India will demonstrate its capabilities in launching small satellites as the New Space India Limited secures big contracts ahead of the first launch. The SSLV will lift off on August 7 from the First Launch Pad of Satish Dhawan Space Centre, Sriharikota at 09:18 am with the Earth Observation satellite (EOS-02).
The launch vehicle will inject the 135-kilogram satellite into low earth orbit of about 350 km to the equator along with AzadiSat developed by 750 girls.
Why do we need SSLV?
SSLV has been developed with the sole purpose of launching small satellites, as the name suggests, and freeing up the massively used Polar Satellite Launch Vehicle (PSLV) for bigger missions to space. PSLV is India’s workhorse and has successfully conducted over 50 missions depositing not just domestic but also customer satellites into Low Earth Orbit (LEO).
The Centre had allocated Rs 169 crores for the development of the project, which is to cover the development & qualification of the vehicle systems and the flight demonstration through three development flights, SSLV-D1, SSLV-D2, and SSLV-D3.
SSLV vs PSLV
The SSLV is completely different from the PSLV even though both are used for launching satellites into Low Earth Orbit. While the PSLV is 44 meters in height, SSLV tops at 34 meters. The newly developed rocket has been configured with three solid stages the 87 t, 7.7 t, and 4.5 t respectively, as against the PSLV, which is a four-stage rocket that generates 4800 kN thrust in the first stage, 799 kN in the second, 240 kN in the third and 15 kN in fourth.
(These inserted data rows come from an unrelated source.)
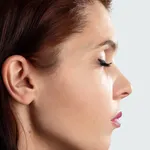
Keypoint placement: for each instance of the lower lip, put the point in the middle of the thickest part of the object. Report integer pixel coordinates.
(116, 122)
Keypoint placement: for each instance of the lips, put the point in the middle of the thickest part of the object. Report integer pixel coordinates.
(115, 120)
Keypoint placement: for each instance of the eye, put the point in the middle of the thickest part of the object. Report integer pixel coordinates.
(103, 63)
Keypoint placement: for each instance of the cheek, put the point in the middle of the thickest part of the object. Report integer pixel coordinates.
(89, 97)
(77, 104)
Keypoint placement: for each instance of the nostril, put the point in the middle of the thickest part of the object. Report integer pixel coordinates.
(125, 94)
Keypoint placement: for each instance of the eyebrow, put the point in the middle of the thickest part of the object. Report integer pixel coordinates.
(110, 43)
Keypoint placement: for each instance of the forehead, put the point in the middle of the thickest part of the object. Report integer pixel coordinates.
(97, 30)
(99, 26)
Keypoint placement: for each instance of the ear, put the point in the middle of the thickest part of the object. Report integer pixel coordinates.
(20, 79)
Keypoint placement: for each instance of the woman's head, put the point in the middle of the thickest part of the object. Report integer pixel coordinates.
(55, 85)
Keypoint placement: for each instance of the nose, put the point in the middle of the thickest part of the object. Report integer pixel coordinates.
(121, 88)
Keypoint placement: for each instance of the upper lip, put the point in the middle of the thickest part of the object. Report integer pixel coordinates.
(118, 115)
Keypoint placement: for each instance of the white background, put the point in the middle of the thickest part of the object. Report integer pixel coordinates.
(131, 19)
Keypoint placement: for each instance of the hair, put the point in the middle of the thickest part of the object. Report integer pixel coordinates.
(34, 29)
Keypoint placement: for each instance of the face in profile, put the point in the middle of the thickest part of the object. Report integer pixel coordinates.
(76, 104)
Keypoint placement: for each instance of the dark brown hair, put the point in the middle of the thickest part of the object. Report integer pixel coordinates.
(28, 28)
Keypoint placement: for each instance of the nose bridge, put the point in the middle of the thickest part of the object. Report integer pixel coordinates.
(122, 87)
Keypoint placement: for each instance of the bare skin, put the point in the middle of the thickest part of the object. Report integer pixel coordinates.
(73, 107)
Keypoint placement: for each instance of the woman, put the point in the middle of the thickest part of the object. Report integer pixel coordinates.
(59, 88)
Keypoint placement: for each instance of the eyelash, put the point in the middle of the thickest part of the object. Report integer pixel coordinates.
(103, 63)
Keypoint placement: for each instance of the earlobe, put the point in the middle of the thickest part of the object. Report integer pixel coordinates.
(18, 78)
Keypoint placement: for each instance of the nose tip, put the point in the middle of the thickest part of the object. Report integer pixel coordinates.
(126, 91)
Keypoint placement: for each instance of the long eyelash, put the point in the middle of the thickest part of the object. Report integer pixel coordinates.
(103, 63)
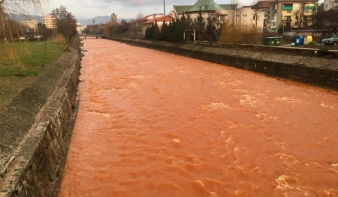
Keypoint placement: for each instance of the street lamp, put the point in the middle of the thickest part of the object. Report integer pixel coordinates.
(2, 17)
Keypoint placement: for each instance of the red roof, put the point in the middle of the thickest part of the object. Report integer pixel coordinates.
(141, 19)
(262, 4)
(160, 19)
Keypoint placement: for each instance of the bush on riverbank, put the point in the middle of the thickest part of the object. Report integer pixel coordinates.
(22, 63)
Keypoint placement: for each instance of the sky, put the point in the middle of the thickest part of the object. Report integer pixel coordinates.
(126, 9)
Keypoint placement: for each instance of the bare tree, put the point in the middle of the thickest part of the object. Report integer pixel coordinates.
(65, 22)
(17, 7)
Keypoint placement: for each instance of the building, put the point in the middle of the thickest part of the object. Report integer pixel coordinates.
(218, 12)
(79, 28)
(159, 20)
(251, 18)
(263, 8)
(49, 21)
(330, 4)
(29, 25)
(140, 25)
(291, 14)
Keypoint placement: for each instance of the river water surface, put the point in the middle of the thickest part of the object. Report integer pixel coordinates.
(156, 124)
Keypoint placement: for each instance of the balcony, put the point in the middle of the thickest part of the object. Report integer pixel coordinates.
(287, 20)
(308, 19)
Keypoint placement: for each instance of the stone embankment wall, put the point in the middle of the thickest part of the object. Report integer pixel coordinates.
(35, 130)
(312, 66)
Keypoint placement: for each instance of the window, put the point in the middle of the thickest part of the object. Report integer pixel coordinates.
(287, 6)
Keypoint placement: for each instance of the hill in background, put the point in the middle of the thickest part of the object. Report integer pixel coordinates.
(98, 19)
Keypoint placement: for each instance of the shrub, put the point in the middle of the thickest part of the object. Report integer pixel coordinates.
(313, 43)
(59, 39)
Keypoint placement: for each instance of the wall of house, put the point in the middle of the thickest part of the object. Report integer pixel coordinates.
(248, 18)
(46, 110)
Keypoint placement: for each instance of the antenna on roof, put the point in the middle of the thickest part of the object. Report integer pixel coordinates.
(163, 7)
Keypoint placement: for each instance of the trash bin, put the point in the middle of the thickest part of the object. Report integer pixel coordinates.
(307, 40)
(272, 41)
(299, 41)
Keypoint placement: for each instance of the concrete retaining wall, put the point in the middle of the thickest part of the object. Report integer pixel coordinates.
(34, 157)
(303, 65)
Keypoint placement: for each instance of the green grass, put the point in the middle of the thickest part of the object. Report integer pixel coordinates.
(21, 64)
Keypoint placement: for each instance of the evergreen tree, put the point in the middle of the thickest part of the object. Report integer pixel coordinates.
(164, 31)
(156, 31)
(200, 25)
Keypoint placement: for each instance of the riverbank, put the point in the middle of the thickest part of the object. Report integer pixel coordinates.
(36, 127)
(312, 66)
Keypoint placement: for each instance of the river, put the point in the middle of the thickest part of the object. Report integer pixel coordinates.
(154, 124)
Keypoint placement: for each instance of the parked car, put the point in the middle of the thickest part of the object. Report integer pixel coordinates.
(330, 41)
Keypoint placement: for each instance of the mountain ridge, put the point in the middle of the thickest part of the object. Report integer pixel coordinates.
(98, 19)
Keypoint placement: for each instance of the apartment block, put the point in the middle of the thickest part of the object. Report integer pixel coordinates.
(292, 14)
(330, 4)
(49, 21)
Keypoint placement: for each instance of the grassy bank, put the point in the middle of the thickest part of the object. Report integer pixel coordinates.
(22, 63)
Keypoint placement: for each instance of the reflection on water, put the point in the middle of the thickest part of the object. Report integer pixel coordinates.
(157, 124)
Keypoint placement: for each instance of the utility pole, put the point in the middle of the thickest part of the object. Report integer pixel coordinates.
(2, 18)
(163, 7)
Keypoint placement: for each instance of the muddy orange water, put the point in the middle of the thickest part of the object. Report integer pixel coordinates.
(157, 124)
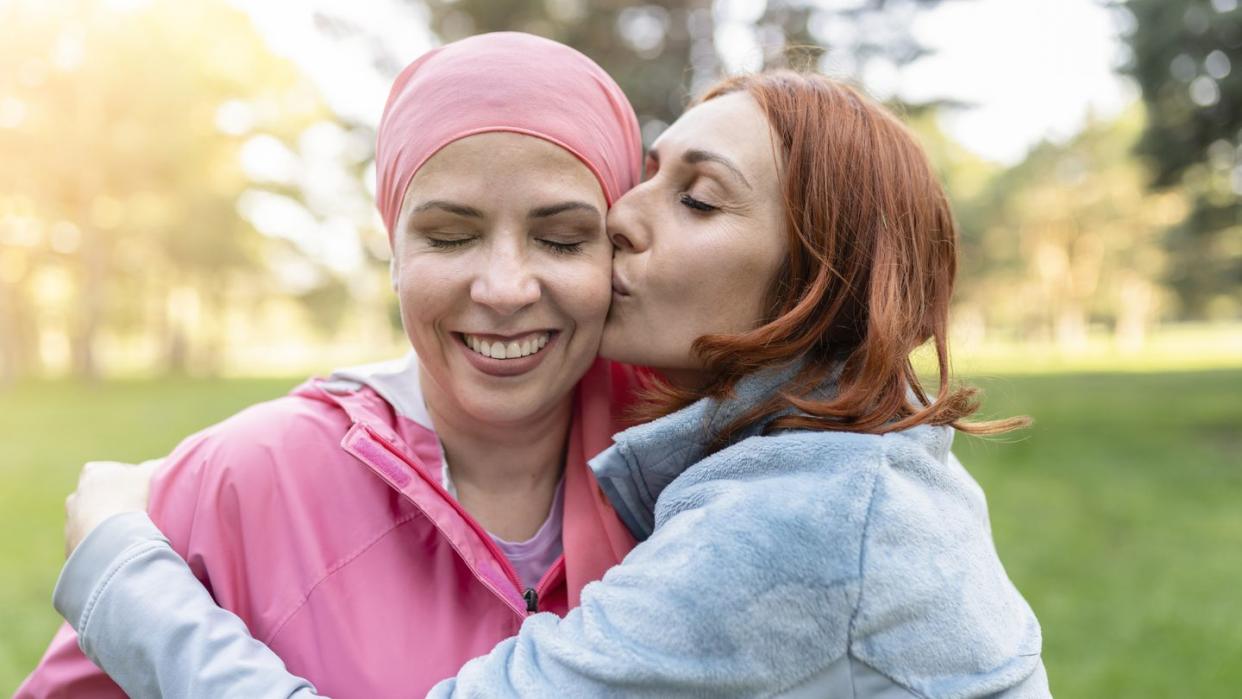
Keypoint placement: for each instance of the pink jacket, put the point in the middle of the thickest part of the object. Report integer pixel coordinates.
(319, 519)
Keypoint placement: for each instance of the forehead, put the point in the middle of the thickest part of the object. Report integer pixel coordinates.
(504, 164)
(732, 124)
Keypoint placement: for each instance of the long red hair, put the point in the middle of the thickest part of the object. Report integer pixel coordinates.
(870, 272)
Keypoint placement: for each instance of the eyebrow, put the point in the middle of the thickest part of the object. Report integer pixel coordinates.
(471, 212)
(452, 207)
(545, 211)
(693, 157)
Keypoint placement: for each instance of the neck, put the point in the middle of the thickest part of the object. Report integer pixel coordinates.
(506, 474)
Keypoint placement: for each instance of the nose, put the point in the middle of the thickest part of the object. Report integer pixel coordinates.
(625, 224)
(506, 283)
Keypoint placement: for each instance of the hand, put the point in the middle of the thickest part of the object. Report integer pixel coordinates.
(106, 488)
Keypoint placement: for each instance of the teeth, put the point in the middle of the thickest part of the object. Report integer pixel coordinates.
(513, 349)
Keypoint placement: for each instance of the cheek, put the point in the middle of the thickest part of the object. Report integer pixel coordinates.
(584, 291)
(425, 289)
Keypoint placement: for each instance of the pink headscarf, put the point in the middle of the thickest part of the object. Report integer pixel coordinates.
(506, 82)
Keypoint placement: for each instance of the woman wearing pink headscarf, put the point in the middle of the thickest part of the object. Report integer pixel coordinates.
(330, 519)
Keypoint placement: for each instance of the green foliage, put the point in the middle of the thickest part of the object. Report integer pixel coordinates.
(1115, 514)
(119, 168)
(1186, 56)
(663, 52)
(1068, 237)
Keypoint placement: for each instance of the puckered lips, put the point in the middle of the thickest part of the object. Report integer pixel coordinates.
(507, 355)
(620, 288)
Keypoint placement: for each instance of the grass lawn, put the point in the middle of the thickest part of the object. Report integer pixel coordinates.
(1119, 514)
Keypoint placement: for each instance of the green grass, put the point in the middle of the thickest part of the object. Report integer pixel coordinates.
(1119, 514)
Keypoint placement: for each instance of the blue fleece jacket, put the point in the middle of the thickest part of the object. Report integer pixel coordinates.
(795, 564)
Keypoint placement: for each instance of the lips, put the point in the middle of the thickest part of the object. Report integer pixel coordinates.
(619, 286)
(507, 355)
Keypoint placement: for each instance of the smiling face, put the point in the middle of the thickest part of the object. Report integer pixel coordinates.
(699, 241)
(501, 265)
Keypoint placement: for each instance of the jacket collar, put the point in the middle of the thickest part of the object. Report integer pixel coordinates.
(642, 461)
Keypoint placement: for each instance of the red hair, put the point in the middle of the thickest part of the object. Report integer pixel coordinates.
(870, 272)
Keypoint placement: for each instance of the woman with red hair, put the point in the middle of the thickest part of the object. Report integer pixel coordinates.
(804, 527)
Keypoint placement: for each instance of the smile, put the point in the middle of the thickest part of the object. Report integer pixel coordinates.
(504, 348)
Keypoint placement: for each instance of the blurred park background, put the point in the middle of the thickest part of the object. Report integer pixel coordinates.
(186, 227)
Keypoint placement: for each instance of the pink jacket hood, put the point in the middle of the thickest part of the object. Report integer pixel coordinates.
(321, 520)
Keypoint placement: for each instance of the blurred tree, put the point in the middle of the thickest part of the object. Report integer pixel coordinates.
(1186, 56)
(122, 127)
(1069, 236)
(666, 51)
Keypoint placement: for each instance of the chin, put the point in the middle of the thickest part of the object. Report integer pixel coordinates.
(491, 406)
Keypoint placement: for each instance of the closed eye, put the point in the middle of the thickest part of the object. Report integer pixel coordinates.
(562, 247)
(448, 243)
(697, 205)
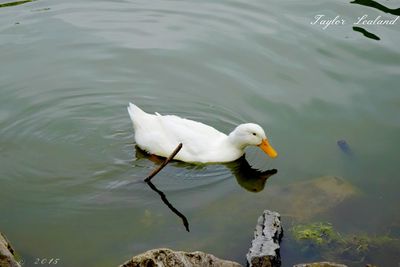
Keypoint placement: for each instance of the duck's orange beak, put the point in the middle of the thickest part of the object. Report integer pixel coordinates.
(267, 148)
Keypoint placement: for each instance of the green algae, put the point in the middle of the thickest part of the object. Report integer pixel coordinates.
(15, 3)
(322, 239)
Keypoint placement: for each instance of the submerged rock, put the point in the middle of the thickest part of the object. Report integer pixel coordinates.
(265, 246)
(164, 257)
(7, 253)
(320, 264)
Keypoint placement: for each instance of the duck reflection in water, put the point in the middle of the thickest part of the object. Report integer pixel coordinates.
(247, 177)
(251, 179)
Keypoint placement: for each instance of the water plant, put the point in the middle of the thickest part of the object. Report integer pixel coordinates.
(322, 239)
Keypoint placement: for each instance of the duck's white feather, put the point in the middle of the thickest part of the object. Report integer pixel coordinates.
(160, 135)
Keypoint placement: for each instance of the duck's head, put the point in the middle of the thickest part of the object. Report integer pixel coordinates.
(251, 134)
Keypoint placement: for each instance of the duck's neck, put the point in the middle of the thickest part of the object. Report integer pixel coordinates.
(236, 141)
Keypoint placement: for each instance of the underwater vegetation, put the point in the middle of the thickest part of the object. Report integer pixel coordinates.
(323, 240)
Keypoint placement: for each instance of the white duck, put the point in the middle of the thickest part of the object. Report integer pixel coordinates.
(160, 135)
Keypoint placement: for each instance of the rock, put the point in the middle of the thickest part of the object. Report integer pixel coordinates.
(265, 246)
(7, 253)
(320, 264)
(164, 257)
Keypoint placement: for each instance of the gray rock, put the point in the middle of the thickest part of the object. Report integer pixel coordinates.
(264, 251)
(164, 257)
(320, 264)
(7, 253)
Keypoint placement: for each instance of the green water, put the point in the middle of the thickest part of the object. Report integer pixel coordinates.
(71, 178)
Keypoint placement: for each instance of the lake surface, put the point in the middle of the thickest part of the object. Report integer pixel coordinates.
(71, 178)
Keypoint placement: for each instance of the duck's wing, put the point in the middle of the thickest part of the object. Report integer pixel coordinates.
(197, 138)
When it comes to payload capacity, the two satellites are both powerful in lifting big structures off the ground. While the SSLV has been designed to carry objects ranging from 10 kilograms to 500 kilograms to a 500-kilometer planar orbit, the PSLV can deposit 1,750 kilograms of payload to Sun-Synchronous Polar Orbits of 600 km altitude.
While PSLV dominates SSLV in the above segments, the new rocket wins when it comes to turn-around time. Turn-around time means readying a rocket for the next launch and SSLV can be prepared and shifted to the launch pad in just over 72 hours, as against the two months required to prep the PSLV.
SSLV will hands down beat SpaceX Falcon-9 rocket, which takes 21 days of turn-around time.
“SSLV provides low-cost access to space on-demand basis. It offers low turn-around time, flexibility in accommodating multiple satellites, launch-on-demand feasibility, minimal launch infrastructure requirements,” Isro has said.